WASHINGTON -- One of the U.S. government's strongest advocates of cloud computing is also one of its most secretive operations: the Central Intelligence Agency. The CIA has adopted cloud computing in a big way, and the agency believes that the cloud approach makes IT environments more flexible and secure.
Jill Tummler Singer, the CIA's deputy CIO, said that she sees enormous benefits to a cloud approach. And while the CIA has been moving steadily to build a cloud-friendly infrastructure -- it has adopted virtualization, among other things -- cloud computing is still a relatively new idea among federal agencies.
"Cloud computing as a term really didn't hit our vocabulary until a year ago," said Singer.
But now that the CIA is building an internal cloud, Singer sees numerous benefits.
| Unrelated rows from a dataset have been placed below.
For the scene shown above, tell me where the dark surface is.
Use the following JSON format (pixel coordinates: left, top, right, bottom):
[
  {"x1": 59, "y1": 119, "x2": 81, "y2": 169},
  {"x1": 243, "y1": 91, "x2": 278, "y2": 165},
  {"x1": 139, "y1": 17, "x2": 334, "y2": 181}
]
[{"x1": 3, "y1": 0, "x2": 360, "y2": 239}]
For example, a cloud approach could bolster security, in part, because it entails the use of a standards-based environment that reduces complexity and allows faster deployment of patches.
"By keeping the cloud inside your firewalls, you can focus your strongest intrusion-detection and -prevention sensors on your perimeter, thus gaining significant advantage over the most common attack vector, the Internet," said Singer.
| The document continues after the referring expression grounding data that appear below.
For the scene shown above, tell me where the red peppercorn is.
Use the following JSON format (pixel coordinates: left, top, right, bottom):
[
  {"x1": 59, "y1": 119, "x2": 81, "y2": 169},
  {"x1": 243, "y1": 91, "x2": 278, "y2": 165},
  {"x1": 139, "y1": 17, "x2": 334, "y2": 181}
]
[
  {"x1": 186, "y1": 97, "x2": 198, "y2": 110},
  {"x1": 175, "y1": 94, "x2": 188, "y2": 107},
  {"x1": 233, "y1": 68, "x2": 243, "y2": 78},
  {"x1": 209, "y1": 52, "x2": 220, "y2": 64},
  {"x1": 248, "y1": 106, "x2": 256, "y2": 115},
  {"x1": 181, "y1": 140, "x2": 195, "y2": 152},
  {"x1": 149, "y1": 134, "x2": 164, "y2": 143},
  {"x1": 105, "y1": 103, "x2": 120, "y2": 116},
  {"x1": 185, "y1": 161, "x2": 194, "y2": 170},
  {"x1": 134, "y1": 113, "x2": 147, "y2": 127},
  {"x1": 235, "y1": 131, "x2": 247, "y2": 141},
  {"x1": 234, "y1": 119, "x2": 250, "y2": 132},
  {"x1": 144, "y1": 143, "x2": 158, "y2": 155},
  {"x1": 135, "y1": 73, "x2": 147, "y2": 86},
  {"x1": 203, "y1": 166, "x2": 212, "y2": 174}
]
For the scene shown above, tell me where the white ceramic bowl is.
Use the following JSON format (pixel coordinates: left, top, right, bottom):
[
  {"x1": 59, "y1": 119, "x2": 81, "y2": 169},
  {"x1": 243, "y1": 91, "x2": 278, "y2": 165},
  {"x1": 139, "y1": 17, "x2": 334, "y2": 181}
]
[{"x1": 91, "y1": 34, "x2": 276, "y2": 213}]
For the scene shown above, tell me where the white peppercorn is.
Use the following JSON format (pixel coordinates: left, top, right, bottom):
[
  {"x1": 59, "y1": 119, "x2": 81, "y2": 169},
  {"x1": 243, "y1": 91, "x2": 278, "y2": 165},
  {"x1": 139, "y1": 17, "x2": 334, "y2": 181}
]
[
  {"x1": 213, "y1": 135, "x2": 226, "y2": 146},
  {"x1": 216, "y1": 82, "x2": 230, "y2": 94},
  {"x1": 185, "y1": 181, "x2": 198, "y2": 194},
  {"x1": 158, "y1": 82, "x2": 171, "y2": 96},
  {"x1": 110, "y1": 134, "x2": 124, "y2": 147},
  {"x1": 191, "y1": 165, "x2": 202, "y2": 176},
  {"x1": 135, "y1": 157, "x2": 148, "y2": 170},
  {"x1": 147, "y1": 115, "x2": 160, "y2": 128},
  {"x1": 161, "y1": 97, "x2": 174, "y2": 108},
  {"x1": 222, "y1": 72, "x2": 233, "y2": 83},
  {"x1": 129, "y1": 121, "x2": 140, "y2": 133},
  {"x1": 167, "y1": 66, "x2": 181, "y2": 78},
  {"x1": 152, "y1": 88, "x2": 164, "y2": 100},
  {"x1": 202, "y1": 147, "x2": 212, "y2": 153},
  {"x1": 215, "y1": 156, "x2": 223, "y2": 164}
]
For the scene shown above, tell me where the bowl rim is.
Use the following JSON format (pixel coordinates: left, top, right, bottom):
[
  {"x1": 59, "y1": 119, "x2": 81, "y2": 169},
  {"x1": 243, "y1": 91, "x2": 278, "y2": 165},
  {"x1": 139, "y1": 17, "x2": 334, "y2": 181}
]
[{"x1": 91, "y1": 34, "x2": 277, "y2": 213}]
Moreover, everything in a cloud environment is built on common approaches. That includes security, meaning there's a "consistent approach to assuring the identity, the access and the audit of individuals and systems," said Singer. But there are limits. The agency isn't using a Google model and "striking" data across all its servers; instead, data is kept in private enclaves protected by encryption, security and audits.
The CIA uses mostly Web-based applications and thin clients, reducing the need to administer and secure individual workstations. And it has virtualized storage, protecting itself "against a physical intruder that might be intent on taking your server or your equipment out of the data center," said Singer.